Based on this approach, what significance threshold should we use? How does this compare to the Bonferroni correction? Pause and discuss.

This approach suggests that we should use a significance threshold of 5.2289076^{-4} or approximately $5.2\times 10^{-4}$.

e) Comparison

Let’s convince ourselves that the Bonferroni correction and simulation-based approach are both “working” here. How might we use a simulation study (perhaps similar to one we did earlier) to assess whether the significance thresholds given by these two approaches are actually controlling the FWER at our desired 5% level? Pause and discuss.

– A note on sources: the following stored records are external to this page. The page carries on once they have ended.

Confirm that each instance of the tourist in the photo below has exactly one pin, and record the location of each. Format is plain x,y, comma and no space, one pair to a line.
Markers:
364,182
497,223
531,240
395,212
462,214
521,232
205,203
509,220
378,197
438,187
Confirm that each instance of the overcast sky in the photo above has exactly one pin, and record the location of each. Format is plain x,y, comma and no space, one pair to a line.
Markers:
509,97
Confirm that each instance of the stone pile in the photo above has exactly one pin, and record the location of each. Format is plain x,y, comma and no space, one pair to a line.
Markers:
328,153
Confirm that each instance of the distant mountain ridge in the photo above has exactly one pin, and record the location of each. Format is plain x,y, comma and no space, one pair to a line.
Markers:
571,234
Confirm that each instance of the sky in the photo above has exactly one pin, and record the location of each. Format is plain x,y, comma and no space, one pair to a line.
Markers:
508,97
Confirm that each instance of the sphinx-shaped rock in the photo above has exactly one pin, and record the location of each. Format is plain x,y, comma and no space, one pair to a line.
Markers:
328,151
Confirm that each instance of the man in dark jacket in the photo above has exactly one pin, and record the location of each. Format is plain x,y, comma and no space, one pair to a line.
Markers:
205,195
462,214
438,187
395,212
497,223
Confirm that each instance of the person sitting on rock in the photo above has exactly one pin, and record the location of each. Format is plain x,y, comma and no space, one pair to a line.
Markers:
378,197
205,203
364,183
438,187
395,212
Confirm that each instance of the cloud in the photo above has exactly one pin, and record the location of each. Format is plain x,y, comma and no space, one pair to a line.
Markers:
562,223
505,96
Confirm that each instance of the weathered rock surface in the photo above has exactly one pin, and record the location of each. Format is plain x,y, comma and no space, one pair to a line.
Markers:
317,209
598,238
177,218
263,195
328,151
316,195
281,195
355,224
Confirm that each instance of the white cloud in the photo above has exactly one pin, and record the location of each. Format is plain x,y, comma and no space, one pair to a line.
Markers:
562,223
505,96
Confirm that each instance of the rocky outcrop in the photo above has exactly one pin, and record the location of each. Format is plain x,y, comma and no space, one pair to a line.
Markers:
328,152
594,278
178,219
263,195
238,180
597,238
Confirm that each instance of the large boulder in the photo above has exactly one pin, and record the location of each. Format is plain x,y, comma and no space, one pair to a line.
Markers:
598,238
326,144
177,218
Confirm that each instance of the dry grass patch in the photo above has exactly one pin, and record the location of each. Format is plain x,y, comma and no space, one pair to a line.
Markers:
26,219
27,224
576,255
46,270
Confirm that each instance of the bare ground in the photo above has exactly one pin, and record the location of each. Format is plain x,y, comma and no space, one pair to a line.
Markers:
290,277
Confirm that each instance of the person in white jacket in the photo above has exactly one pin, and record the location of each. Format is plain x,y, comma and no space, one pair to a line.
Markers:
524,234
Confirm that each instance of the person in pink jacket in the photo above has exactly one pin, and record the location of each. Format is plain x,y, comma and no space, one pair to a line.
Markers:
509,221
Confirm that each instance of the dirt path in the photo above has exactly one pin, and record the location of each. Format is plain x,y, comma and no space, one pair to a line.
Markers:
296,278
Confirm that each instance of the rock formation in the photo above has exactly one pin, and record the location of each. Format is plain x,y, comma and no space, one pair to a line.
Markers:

We can simulate data under the null hypothesis, conduct GWAS, and check how often we reject the null using these new significance thresholds. Repeating this many times will give us a sense of the family-wise error rate: across the 500 replicates of our simulation study (or however many simulations we decide to do), how often did we reject the null at least one time? Since we know that our data were generated under the scenario of no SNPs being associated with the trait, this will give us a sense of how often we will see at least one type I error.

Implement this simulation study and report what you find! Hint: borrow heavily from the code in Part 1b, above.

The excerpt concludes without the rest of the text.